IMPACTO DA ORIENTAÇÃO DIETÉTICA CARDIOPROTETORA SOBRE O ESTADO ANTIOXIDANTE TOTAL EM SOBREVIVENTES DE EVENTOS CARDIOVASCULARES
Estresse oxidativo; Antioxidantes; Dieta; Infarto do Miocárdio; Acidente Vascular Encefálico.
O estresse oxidativo constitui mecanismo central na fisiopatologia das doenças cardiovasculares, contribuindo para a progressão e agravamento do infarto agudo do miocárdio (IAM) e do acidente vascular encefálico (AVE). Intervenções dietéticas ricas em compostos antioxidantes, como a Dieta Cardioprotetora Brasileira (DICA-BR), apresentam potencial para modular o equilíbrio redox. O Estado Antioxidante Total (Total Antioxidant Status – TAS) é um indicador global da capacidade antioxidante sistêmica, refletindo a interação sinérgica entre antioxidantes plasmáticos e sendo considerado mais representativo do que a avaliação isolada de antioxidantes individuais. Este estudo, derivado de um ensaio clínico maior, teve como objetivo avaliar o efeito da orientação dietética fundamentada na cartilha DICA-BR sobre o TAS sérico em sobreviventes de IAM e AVE atendidos em serviços de referência do Sistema Único de Saúde (SUS) do estado de Alagoas.

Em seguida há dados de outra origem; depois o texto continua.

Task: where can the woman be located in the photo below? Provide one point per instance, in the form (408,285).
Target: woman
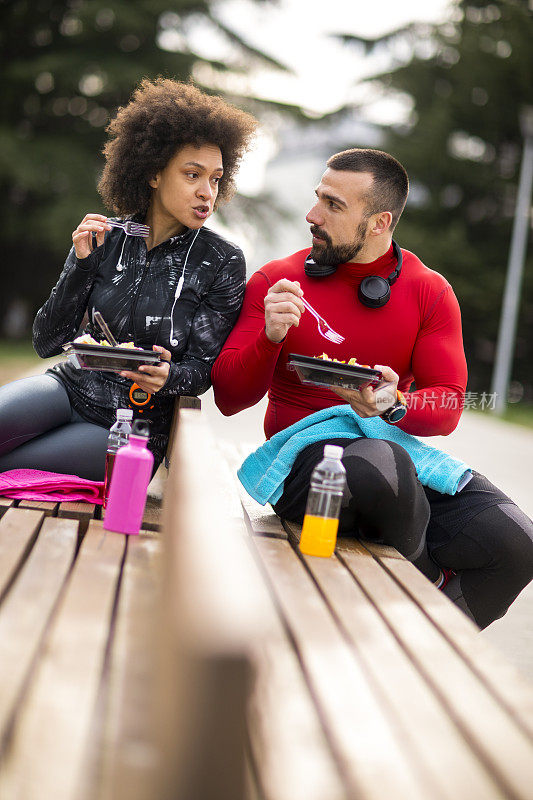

Participaram 119 adultos e idosos (idade média = 62 anos), predominantemente autodeclarados pardos, com baixa renda e excesso de peso; 70% apresentavam IAM e 30% AVE. Os participantes foram randomizados em grupo controle, que recebeu orientações dietéticas de rotina, e grupo intervenção, que recebeu adicionalmente orientações baseadas na cartilha DICA-BR no momento da alta hospitalar. Dados antropométricos e amostras sanguíneas foram coletados durante a internação (baseline) e seis meses após a alta (pós-baseline). O TAS foi determinado por método cromogênico baseado na inibição da absorbância do radical ABTS®, com resultados expressos em mmol/L de equivalentes de Trolox. Para as análises estatísticas, utilizaram-se o teste de Wilcoxon para comparações intragrupo e o teste U de Mann-Whitney para comparações intergrupos, adotando-se nível de significância de 5%. Observou-se aumento significativo do TAS ao longo do acompanhamento em ambos os grupos (p < 0,001). Entretanto, não houve diferença estatisticamente significativa na variação do TAS entre grupo controle e intervenção (U = 1619; p = 0,489), exceto no subgrupo masculino (p = 0,043). Conclui-se que houve melhora global do estado antioxidante no período pós-alta hospitalar, independentemente da modalidade específica de orientação dietética recebida. A ausência de efeito diferencial da intervenção sugere que múltiplos determinantes clínicos, metabólicos e comportamentais podem influenciar a variação do TAS nessa população.